Whether you travel for fun or for work, a change of scenery can do wonders for sparking creativity and helping you hit the mental reset button. That said, it can also be tiring and stressful and often presents some challenges when it comes to staying on track with healthy eating habits. Packing some healthy stuff can dial down the crazy, save calories (and money) and help you feel energized and clear-headed.
I’ve written about travel snacks before for publications like Fitness and YouBeauty and I definitely practice what I preach. Here’s a little glimpse at what I brought with me recently to the Lady Project Summit:
I also ended up bringing clementines, a banana, a yogurt, and some snap peas. For the trip up, I packed a salad so I wouldn’t have to worry about finding something on the go. I like to save these clamshell packs from greens so I can use them as a to-go container I won’t feel as guilty about tossing en route.

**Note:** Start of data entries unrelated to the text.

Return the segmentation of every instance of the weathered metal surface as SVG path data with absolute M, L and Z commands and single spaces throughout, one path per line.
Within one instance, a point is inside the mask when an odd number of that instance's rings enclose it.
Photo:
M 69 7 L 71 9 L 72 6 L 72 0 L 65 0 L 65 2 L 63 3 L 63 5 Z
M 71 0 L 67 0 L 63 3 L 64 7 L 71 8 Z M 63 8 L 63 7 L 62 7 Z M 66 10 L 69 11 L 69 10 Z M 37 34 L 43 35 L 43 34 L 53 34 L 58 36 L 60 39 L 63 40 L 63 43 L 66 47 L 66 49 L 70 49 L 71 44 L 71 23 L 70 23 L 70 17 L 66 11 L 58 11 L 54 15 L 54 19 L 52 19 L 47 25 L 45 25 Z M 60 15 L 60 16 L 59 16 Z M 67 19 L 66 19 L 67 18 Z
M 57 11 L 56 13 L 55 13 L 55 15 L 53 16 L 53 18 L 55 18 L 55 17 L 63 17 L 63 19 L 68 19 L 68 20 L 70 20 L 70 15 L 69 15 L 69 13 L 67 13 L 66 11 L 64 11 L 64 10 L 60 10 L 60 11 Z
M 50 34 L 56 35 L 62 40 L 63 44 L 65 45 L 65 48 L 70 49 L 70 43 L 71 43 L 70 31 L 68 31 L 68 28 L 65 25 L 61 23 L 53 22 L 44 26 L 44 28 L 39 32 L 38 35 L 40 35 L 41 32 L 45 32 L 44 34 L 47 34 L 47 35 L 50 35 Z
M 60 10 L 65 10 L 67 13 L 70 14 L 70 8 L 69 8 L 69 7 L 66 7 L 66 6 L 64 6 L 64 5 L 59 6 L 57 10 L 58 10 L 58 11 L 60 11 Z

While I didn’t end up needing all of what I packed, knowing that I had healthy options available gave me one less thing to worry about. For example, being able to supplement a carb-heavy lunchbox at the conference with those snap peas and skip some of the bread and chips was a great way to keep myself full and focused so I could enjoy the rest of the day—and not get accidentally wasted on prosecco at the after-party.
My magic formula when it comes to healthy travel snacks is to make sure you cover the different food groups or at least gaps you’re anticipating and to go for stuff that’s going to fill you up.
- Plain Greek yogurt
- Cottage cheese
- Hard-boiled eggs
- String cheese or other individual portion
- Nuts, seeds, or dry-roasted edamame or chickpeas
- Nut and seed butters
- Pouches of tuna: Handy for dressing up salads, sandwiches, or eating as is
- A minimally processed bar made from nuts, seeds, and dried fruit
- Low-sodium cold cuts
- Protein powder: Great for shaking up with water or adding to plain oatmeal
Fruits and Vegetables
- Fresh fruit: I’m squeamish about it touching stuff in my bag, so I usually put fruit in a bag or sealed container or choose stuff with a peel.
- Sliced fresh veggies.
- Freeze-dried veggies: Choose something that’s just the veggies with maybe a little oil or sea salt.
- Vegetable juice: Fresh is best, but bottled (like low-sodium V8 juice) works in a pinch.
- Vegetable juice powder: Just shake up in a water bottle. I buy single-serve packets of this chocolate-flavored one from Amazing Grass
- Avocado: Slice in half with a knife and eat out of the skin with a spoon. To keep portions realistic, this is best shared with a travel companion for a filling 125-calorie snack that provides heart-healthy monounsaturated fat, fiber, and potassium.
- Single-serving packs of olives—Oloves are my fave
- Single-serve packets of ground flaxseed or chia shots: I add these to yogurt and oatmeal for extra fiber and omega-3’s.
- Oats: Packets of unflavored instant oatmeal can easily be made with hot water. They’re also great stirred into plain yogurt for a shortcut version of overnight oats.
- Popcorn: This fiber-rich whole grain will hold you over a long time and is lower in calories than a lot of other snack items.
- Hummus: Look for single-serving packs. These Wild Garden hummus packs are my go-to because they don’t need to be refrigerated. I even used to keep them in my labcoat pockets to add to lunch when I was a dietetic intern.
And don’t forget—hydrate!
Because mild dehydration can be mistaken for hunger and make you feel sluggish. Drink plenty of water and seltzer, but go slow with coffee—too much caffeine can lead to dehydration and make you feel like you have to pee every 10 minutes.
Do you get frustrated with trying to eat healthy when traveling? What are some of your go-to travel foods and drinks?